Core Concepts
AssetHarvester, a static analysis tool, can detect the assets (e.g., database credentials, API keys) protected by secrets in software artifacts, aiding developers in prioritizing secret removal efforts.
Abstract
The paper presents AssetHarvester, a static analysis tool that can detect assets protected by secrets in software artifacts. The key highlights are:
The authors identified four secret-asset co-location patterns in the source code, which form the basis for AssetHarvester's approaches.
AssetHarvester employs three approaches to detect secret-asset pairs: pattern matching, data flow analysis, and fast-approximation heuristics. The data flow analysis approach achieved 100% precision in detecting secret-asset pairs.
The authors curated a benchmark dataset, AssetBench, containing 1,791 secret-asset pairs extracted from 188 public GitHub repositories. They evaluated AssetHarvester against AssetBench and achieved an overall precision of 97%, recall of 90%, and F1-score of 94%.

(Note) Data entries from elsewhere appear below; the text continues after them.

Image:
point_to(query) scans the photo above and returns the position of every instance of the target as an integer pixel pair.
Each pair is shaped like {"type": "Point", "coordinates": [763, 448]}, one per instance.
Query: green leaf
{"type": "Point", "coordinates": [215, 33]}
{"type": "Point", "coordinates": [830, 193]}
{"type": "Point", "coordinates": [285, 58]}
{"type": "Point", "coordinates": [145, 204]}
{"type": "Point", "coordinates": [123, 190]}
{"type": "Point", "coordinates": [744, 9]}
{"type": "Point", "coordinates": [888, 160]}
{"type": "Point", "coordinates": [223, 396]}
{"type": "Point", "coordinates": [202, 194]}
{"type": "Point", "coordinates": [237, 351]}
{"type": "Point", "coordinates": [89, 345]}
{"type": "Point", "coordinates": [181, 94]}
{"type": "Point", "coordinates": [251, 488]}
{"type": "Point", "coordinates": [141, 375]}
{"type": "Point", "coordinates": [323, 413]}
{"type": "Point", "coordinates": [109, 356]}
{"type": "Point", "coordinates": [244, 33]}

The authors discuss how AssetHarvester can be extended to detect non-database assets (e.g., API keys, private keys) protected by secrets, in addition to the database assets covered in this study.
The authors highlight that data flow analysis can improve the recall of existing secret detection tools by identifying secrets that are missed by regex-based approaches.
Stats
"GitGuardian monitored secrets exposure in public GitHub repositories and reported that developers leaked over 12 million secrets (database and other credentials) in 2023, indicating a 113% surge from 2021."
"Existing secret detection tools demonstrate a precision of less than 7% and a recall of only 3%, leading developers to ignore the reported warnings."
Quotes
"Each secret protects assets of different values accessible through asset identifiers (a DNS name and a public or private IP address). The asset information for a secret can aid developers in filtering false positives and prioritizing secret removal from the source code."
"Data flow analysis employed in AssetHarvester detects secret-asset pairs with 0% false positives and aids in improving the recall of secret detection tools."